Photo: Alison Miksch
Source: Cooking Light


  • 1/2 cup uncooked farro
  • 2 large eggs (refrigerator-cold)
  • 2 teaspoons olive oil
  • 1/2 teaspoon ground cumin
  • 1/2 teaspoon kosher salt, divided
  • 1 medium ripe avocado, halved and pitted
  • 1/4 teaspoon cracked black pepper
  • 3 tablespoons whole-milk plain Greek yogurt
  • 2 lemon wedges


Step 1: Bring a large saucepan filled water to a boil. Add farro; reduce heat to medium & simmer 20 minutes or until slightly chewy. Drain.

Step 2: Bring a small saucepan of water to a boil. Add cold eggs; reduce heat to medium-low & simmer 6 minutes. Place eggs in a bowl of ice water; let stand 6 minutes or until completely cool. Drain & peel.

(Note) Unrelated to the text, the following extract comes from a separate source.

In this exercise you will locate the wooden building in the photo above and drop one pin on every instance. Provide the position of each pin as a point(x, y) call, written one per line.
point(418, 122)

Step 3: Heat oil in a small skillet over medium. Add cumin; cook 30 seconds, stirring constantly. Add farro & 1/4 teaspoon salt; cook 2 minutes or until lightly toasted. Place 2/3 cup farro mixture in each bowl. Halve one egg over each bowl. Add one avocado half to each bowl. Sprinkle remaining 1/4 teaspoon salt & pepper evenly over top. Top with 1 1/2 tablespoons yogurt. Squeeze 1 lemon wedge over each bowl.

Greek tomato salad

Sight-boosting ingredients: Tomatoes (lycopene & Vitamin C) are great vision protectors.
Photo: Hector Manuel Sanchez
Source: Cooking Light


  • 2 cups halved multicolored cherry tomatoes
  • 1/8 teaspoon kosher salt
  • 1 cup chopped English cucumber
  • 1/2 thinly sliced red onion
  • 1/4 cup chopped kalamata olives
  • 2 tablespoons fresh oregano leaves
  • 2 tablespoons olive oil
  • 1 1/2 tablespoons red wine vinegar
  • 1/8 teaspoon crushed red pepper


Combine tomatoes and salt in a large bowl. Let stand 5 minutes. Add cucumber, onion, olives, oregano leaves, olive oil, vinegar, and crushed red pepper; toss.